Next-generation sequencing for the analysis of cancer specimens

Abstract

Massively parallel sequencing (also known as next-generation sequencing, or NGS), which provides genomic data at low cost and high accuracy, is ideally suited for clinical testing of cancer specimens. NGS results may inform the cancer diagnosis or choice of therapy. The genomes of cancer cells carry somatic (often referred to as acquired) alterations, which fall into four general classes: single nucleotide variants (SNVs), small insertions and deletions (indels), copy number variants (CNVs), and structural variants (SVs).
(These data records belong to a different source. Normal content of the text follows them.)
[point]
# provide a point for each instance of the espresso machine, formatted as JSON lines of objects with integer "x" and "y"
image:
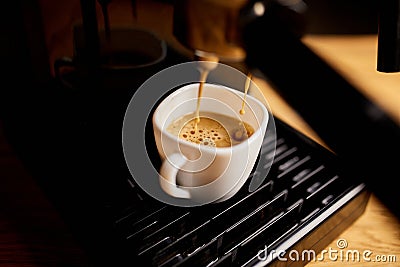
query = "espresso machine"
{"x": 63, "y": 111}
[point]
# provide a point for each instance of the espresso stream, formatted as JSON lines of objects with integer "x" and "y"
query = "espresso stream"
{"x": 212, "y": 129}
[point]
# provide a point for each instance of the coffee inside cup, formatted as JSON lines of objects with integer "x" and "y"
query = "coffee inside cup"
{"x": 213, "y": 129}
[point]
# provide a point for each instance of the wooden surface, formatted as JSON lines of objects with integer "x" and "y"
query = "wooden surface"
{"x": 32, "y": 233}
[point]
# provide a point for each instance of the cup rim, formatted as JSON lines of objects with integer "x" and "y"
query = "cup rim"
{"x": 253, "y": 137}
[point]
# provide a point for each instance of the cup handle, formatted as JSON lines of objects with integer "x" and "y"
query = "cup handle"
{"x": 168, "y": 172}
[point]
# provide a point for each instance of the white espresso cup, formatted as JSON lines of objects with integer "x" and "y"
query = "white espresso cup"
{"x": 202, "y": 173}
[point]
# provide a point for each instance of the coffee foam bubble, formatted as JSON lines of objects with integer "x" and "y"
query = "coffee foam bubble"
{"x": 207, "y": 132}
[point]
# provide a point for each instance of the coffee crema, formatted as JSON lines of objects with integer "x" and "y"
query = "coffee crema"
{"x": 213, "y": 129}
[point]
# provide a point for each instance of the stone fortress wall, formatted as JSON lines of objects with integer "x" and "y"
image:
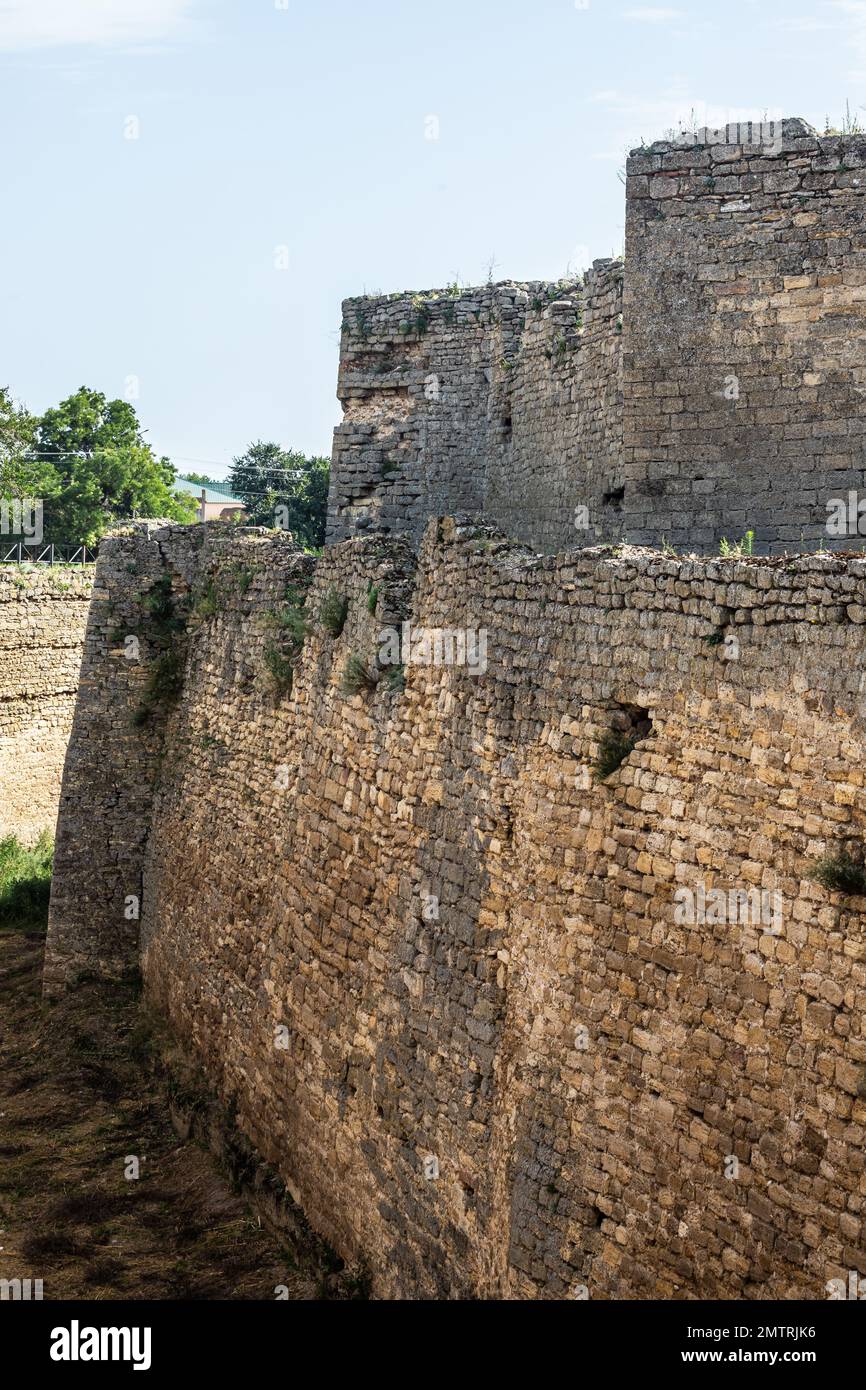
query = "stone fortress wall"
{"x": 434, "y": 961}
{"x": 43, "y": 615}
{"x": 711, "y": 385}
{"x": 428, "y": 947}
The genetic complexity of cancers underscores the importance of NGS to evaluate the full spectrum of sequence variations in dozens to thousands of genes in a single test. Amplification-based as well as hybrid capture-based methods for NGS testing can be used for the analysis of cancer specimens, and assays that target a panel of genes (from several genes, to several hundred genes), the exome, or the genome have been developed. Although each type of assay carries with it specific test design considerations, all NGS assays share a set of preanalytic, analytic, and postanalytic/reporting issues that must be addressed during test validation and routine clinical use. In addition, the analytic portion of an NGS test consists of three individual components (i.e., the sequencing platform; the wet bench procedures; and the bioinformatics pipeline), which creates some unique quality management issues.